Power Dynamics and Organizational Futures



 

Organizations of all types must be persistently resilient, creative and innovative as they face pitiless turbulence and rapidly accelerating change in their environments.  However, the power dynamics in organizational life frequently thwart their ability to act and react with sufficient agility. 

Every organization and every social system has a power structure.  Some individuals and teams are more influential than others.  Some use their power in ways that make them more rigid, and others use it in ways that make their organizations more nimble. Some organizations incline toward a command and control power structure while others foster distributed leadership.  Too much hierarchy and power politics can result in organizational paralysis.  By using power to build partnership and organizational learning, the prospect of success in today’s hyper-complex environment is vastly increased. 

Michael just completed his 25th year as a coach, anthropologist and trainer for the internationally recognized Power Lab.   Through this work, he is continually studying the use of power and organizational dynamics.  He applies his learning and insights to Art of the Future’s consulting, speaking, training and writing practices.  Michael’s view of the Power Lab has been included in two recent, comprehensive publications by Jossey-Bass, Organization Development and Business Leadership.  A pre-publication draft of one of these articles, “The Power of Position,” can be found on Art of the Future’s website.


More on the Power Lab….

The Power Lab is a richly textured simulation that is the primary research setting for Barry Oshry, one of Organization Behavior’s most creative and influential thinkers. It is hard to boil this elegant and elaborate work down to a single sentence, but here’s one attempt:  Systems make people and people make systems.  Systems can liberate people’s greatness—collectively and individually—or they can become drudgery.  People can lead systems and make them noble, or cement them in pettiness.  The power of people and their systems are integrally intertwined.

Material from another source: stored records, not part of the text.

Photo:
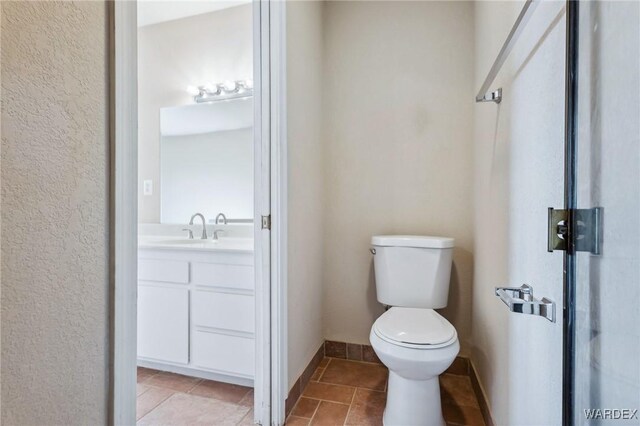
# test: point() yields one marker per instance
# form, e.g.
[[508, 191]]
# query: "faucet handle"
[[190, 232]]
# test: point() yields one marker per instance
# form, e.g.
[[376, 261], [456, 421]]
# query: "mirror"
[[206, 160]]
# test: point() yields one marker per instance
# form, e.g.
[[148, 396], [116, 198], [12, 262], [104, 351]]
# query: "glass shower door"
[[606, 332]]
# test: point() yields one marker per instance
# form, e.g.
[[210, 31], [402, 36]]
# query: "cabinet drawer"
[[223, 353], [223, 310], [223, 275], [173, 271], [163, 323]]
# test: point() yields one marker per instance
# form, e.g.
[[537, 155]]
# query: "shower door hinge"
[[579, 227], [266, 222]]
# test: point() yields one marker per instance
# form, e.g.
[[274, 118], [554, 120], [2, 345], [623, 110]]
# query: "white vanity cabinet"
[[196, 312]]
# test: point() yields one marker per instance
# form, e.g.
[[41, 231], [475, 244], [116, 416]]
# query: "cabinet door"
[[163, 323]]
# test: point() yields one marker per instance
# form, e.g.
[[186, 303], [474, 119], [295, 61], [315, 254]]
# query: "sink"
[[183, 243], [186, 241]]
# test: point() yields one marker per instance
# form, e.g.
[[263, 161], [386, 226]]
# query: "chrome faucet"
[[216, 232], [221, 216], [204, 225]]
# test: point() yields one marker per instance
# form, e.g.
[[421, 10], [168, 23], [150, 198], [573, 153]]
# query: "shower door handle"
[[521, 301]]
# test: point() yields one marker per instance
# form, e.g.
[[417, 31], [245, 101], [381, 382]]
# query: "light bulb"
[[210, 87], [230, 86]]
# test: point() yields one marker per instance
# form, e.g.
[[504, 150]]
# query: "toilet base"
[[413, 402]]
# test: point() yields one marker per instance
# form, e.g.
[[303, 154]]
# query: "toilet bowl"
[[416, 345], [414, 342]]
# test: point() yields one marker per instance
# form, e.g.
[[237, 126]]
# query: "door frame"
[[270, 177]]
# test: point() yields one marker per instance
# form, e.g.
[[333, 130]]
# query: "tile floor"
[[343, 392], [176, 400]]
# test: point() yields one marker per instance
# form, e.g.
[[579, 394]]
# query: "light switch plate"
[[147, 187]]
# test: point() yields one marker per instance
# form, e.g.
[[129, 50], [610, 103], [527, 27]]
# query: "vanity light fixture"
[[211, 92]]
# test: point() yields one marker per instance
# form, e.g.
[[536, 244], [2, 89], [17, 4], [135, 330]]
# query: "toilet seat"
[[415, 328]]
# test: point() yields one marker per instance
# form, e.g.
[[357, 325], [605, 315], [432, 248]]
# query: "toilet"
[[415, 342]]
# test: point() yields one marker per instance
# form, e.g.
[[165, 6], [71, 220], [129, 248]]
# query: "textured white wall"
[[213, 47], [518, 175], [398, 105], [54, 213], [306, 193]]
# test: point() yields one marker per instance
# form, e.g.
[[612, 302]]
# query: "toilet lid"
[[414, 326]]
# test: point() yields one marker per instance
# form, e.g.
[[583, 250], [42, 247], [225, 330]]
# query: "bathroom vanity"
[[196, 308]]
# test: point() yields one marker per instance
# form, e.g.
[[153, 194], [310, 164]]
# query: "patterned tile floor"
[[343, 392], [176, 400]]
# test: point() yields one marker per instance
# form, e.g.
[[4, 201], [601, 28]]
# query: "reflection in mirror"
[[206, 160]]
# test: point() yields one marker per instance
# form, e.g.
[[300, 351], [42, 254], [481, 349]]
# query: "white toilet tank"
[[412, 271]]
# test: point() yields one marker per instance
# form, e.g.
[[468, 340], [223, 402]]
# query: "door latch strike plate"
[[266, 222], [580, 228]]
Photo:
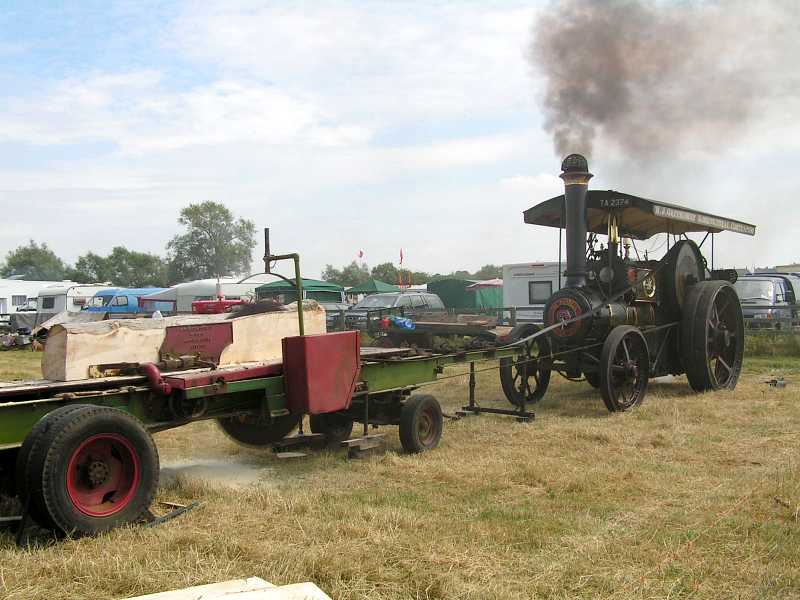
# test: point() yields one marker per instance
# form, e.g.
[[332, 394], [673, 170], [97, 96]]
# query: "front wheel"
[[624, 368], [421, 423], [525, 378], [98, 470]]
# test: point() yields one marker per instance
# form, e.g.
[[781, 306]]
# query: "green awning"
[[373, 286], [309, 285]]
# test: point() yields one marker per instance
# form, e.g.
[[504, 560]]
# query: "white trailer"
[[528, 287], [18, 295], [183, 294], [69, 297]]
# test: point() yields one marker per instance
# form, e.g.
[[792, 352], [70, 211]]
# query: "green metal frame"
[[265, 397]]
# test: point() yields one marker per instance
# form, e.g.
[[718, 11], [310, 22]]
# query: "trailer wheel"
[[336, 427], [526, 378], [712, 336], [624, 368], [421, 423], [30, 458], [254, 432], [100, 470]]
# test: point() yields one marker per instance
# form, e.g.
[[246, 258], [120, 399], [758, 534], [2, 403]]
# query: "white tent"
[[183, 294]]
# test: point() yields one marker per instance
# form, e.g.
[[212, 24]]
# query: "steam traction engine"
[[619, 321]]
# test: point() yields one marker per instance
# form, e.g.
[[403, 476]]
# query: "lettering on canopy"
[[704, 220]]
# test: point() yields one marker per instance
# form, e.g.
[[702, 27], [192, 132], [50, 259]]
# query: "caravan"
[[528, 287], [69, 297]]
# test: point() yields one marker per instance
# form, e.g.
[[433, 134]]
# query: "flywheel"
[[681, 268], [254, 432]]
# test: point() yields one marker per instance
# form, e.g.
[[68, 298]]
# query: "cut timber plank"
[[72, 349], [252, 588], [212, 590]]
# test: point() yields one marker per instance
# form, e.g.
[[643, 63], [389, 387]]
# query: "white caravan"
[[528, 287], [70, 297], [183, 294], [18, 294]]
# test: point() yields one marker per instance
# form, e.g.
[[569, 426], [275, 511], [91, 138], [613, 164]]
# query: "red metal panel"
[[321, 371], [185, 381]]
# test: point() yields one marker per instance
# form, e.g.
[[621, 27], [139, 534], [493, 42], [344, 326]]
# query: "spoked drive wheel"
[[421, 423], [525, 378], [712, 336], [254, 432], [92, 469], [624, 368]]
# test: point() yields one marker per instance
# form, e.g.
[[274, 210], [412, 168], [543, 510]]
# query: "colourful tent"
[[488, 294], [373, 286], [314, 289]]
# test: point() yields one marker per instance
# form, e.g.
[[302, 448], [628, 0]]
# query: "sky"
[[343, 126]]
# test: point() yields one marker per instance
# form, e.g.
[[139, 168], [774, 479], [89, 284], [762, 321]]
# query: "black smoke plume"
[[657, 78]]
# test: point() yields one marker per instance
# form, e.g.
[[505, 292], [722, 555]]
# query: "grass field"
[[686, 497]]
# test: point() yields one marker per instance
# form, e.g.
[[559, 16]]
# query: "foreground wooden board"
[[252, 588], [73, 349]]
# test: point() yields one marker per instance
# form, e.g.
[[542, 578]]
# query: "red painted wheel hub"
[[103, 475]]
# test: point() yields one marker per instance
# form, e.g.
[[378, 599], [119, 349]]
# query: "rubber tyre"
[[251, 433], [593, 379], [336, 427], [421, 423], [64, 441], [608, 354], [31, 458], [694, 338]]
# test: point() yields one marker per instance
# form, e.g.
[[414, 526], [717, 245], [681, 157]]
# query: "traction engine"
[[620, 320]]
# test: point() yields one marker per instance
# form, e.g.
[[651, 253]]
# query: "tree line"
[[213, 244], [357, 273]]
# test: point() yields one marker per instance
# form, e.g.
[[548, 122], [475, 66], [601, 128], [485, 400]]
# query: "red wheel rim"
[[103, 475]]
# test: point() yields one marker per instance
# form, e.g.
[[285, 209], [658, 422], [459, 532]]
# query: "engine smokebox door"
[[321, 371]]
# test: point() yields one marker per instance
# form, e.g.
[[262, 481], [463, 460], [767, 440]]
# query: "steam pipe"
[[576, 176]]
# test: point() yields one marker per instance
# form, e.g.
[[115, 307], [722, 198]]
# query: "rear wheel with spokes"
[[712, 336], [624, 368]]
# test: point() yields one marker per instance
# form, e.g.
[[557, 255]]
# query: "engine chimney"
[[576, 176]]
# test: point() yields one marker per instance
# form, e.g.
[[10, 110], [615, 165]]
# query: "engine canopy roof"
[[639, 218]]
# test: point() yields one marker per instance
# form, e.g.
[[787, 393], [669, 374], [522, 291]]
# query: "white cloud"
[[379, 60], [137, 114]]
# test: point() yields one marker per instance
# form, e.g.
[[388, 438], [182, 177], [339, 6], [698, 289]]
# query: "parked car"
[[125, 301], [408, 303], [767, 301]]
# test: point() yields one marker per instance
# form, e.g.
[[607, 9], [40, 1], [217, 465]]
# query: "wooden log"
[[73, 349]]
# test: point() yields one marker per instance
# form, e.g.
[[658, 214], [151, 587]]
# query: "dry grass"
[[676, 499]]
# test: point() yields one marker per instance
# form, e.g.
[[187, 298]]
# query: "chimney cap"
[[575, 163]]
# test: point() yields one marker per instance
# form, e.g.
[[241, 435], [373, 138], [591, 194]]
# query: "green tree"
[[488, 272], [385, 272], [34, 262], [348, 276], [123, 267], [215, 243], [90, 268]]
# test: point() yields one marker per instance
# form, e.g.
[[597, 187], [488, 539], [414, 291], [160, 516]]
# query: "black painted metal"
[[575, 173]]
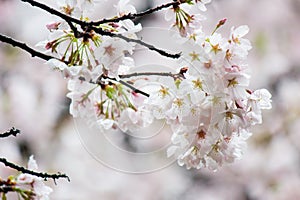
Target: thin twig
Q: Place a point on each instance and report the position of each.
(55, 12)
(136, 15)
(13, 131)
(38, 174)
(137, 41)
(23, 46)
(134, 89)
(86, 25)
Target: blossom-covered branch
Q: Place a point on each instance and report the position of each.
(135, 15)
(138, 41)
(87, 26)
(24, 47)
(13, 131)
(38, 174)
(177, 75)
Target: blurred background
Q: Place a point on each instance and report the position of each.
(33, 100)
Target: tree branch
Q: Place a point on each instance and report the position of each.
(137, 41)
(13, 131)
(38, 174)
(86, 25)
(177, 75)
(134, 16)
(23, 46)
(55, 12)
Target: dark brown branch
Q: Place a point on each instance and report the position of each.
(134, 16)
(137, 41)
(100, 82)
(133, 88)
(38, 174)
(13, 131)
(147, 74)
(23, 46)
(55, 12)
(175, 76)
(86, 25)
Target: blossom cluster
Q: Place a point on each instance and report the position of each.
(209, 108)
(27, 186)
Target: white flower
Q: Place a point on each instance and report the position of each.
(201, 4)
(40, 190)
(263, 97)
(124, 7)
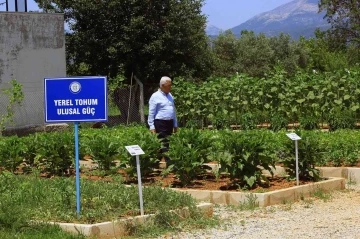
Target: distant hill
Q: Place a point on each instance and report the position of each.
(212, 30)
(297, 18)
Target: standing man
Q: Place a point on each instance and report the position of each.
(162, 115)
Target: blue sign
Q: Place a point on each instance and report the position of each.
(75, 99)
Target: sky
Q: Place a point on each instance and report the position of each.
(223, 14)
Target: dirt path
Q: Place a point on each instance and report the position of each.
(335, 215)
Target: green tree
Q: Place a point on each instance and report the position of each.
(255, 54)
(149, 38)
(288, 53)
(344, 17)
(226, 54)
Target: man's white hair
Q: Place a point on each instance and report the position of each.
(164, 79)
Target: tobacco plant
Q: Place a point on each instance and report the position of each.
(189, 150)
(55, 153)
(11, 153)
(243, 154)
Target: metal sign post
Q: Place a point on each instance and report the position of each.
(80, 99)
(135, 150)
(295, 137)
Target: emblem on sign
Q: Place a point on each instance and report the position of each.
(75, 87)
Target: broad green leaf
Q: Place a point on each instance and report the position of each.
(300, 101)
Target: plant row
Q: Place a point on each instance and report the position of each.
(307, 98)
(239, 153)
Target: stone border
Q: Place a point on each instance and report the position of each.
(268, 198)
(118, 228)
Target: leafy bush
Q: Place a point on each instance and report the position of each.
(243, 154)
(189, 149)
(102, 145)
(55, 152)
(149, 143)
(11, 153)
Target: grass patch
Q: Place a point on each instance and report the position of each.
(27, 198)
(40, 231)
(321, 194)
(250, 203)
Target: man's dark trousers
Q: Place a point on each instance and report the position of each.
(164, 128)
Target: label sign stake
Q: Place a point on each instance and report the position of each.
(75, 99)
(295, 137)
(135, 150)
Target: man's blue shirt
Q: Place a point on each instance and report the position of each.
(161, 106)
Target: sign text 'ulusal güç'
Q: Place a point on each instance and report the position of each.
(85, 108)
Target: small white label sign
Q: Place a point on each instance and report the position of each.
(134, 150)
(293, 136)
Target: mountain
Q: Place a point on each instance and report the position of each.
(297, 18)
(212, 30)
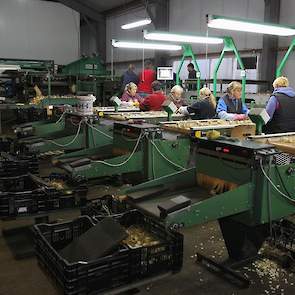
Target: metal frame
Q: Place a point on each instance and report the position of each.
(229, 46)
(188, 52)
(285, 58)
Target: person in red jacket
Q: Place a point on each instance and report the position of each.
(154, 101)
(146, 78)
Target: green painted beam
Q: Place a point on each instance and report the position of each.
(213, 208)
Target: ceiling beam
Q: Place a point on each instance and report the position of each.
(83, 9)
(127, 6)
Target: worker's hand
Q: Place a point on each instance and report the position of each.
(183, 110)
(240, 117)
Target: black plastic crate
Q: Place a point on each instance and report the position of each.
(123, 267)
(27, 194)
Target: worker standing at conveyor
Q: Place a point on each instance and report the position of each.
(204, 108)
(175, 96)
(146, 78)
(230, 106)
(192, 74)
(129, 76)
(130, 94)
(154, 101)
(281, 107)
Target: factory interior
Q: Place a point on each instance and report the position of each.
(147, 147)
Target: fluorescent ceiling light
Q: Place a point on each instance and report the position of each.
(5, 67)
(140, 23)
(163, 36)
(252, 26)
(143, 45)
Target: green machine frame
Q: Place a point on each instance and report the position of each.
(285, 58)
(229, 46)
(245, 211)
(188, 53)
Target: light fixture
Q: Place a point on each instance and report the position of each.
(139, 23)
(143, 45)
(183, 38)
(252, 26)
(5, 67)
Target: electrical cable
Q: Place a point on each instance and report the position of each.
(274, 186)
(125, 161)
(69, 143)
(174, 164)
(60, 118)
(99, 131)
(282, 182)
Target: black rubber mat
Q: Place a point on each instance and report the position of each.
(98, 241)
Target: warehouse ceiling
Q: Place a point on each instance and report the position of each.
(94, 7)
(102, 6)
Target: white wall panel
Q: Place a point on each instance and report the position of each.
(114, 31)
(34, 29)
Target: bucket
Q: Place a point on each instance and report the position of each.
(85, 104)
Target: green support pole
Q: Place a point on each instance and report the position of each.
(49, 85)
(285, 58)
(188, 52)
(229, 46)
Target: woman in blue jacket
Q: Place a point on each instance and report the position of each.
(281, 107)
(230, 106)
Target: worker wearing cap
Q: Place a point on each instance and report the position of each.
(154, 101)
(203, 108)
(146, 78)
(281, 107)
(230, 106)
(130, 94)
(175, 96)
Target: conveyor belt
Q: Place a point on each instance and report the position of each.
(149, 204)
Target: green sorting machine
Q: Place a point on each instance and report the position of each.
(145, 149)
(244, 184)
(71, 132)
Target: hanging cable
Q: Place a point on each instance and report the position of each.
(60, 118)
(163, 156)
(273, 185)
(69, 143)
(99, 131)
(125, 161)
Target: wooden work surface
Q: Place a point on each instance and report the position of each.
(285, 142)
(199, 125)
(140, 115)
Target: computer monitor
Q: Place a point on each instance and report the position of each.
(164, 73)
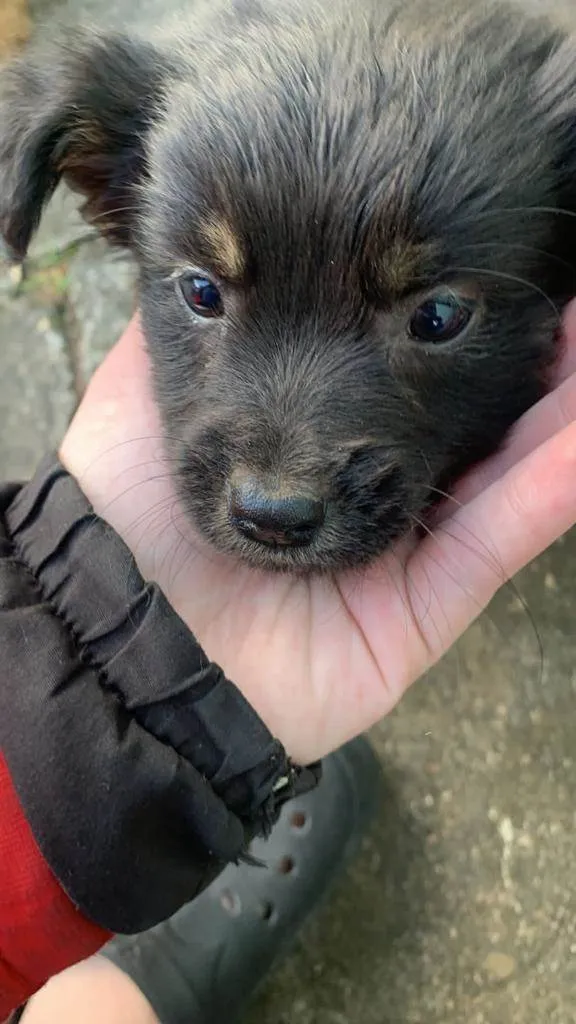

At the Power Lab, people are “birthed” into simulated positions which are designed to focus attention on power dynamics; how power is used and how it might be used.

  • The Societal Experience has been the subject of numerous books and articles.  Here participants act as

o       Elites, who own all of the society’s material resources,

o       Immigrants, who have to make their way through the sale of their labor, and

o       Managers, who run the institutions owned and controlled by the Elites. 

This is 24/7 simulation whose duration is like life:  indeterminate but finite: it will end, but you don’t know when!  Most participants learn lessons about themselves in social systems and about power dynamics they never forget.

  • The Organization Workshop, as described in detail in this link, place people in positions that reflect the existence of an organization within a turbulent environment, as either a “Top” with overall strategic responsibility, a “Bottom” who does specific work to produce the organization’s goods and services, as a “Middle” who lives at the interface between Tops and Bottoms, or as a “Customer” who needs and uses the organization’s products.  The Organization Workshop can be conducted with as few as twelve and as many as 150 participants.  This workshop can run anywhere between four hours and two days.  This is one of Art of the Future’s workshop offerings.
  • Merging Cultures is a simulation that focuses on the social distinctiveness of human systems.  Any group of people that is historically unique because of race, creed, geography, etc. will display the distinguishing characteristics of its culture and/or subculture.  This is certainly true of organizations, and that is one of the reason that so many mergers and acquisitions fail!  Merging Cultures unfolds a fascinating educational experience by using a simple physical distinction—height—to create different cultures. 

Turning people loose within the context of the micro-world created by simulation and punctuating their learning experience with various conceptual inputs is a common ingredient of all of the components of the Power Lab.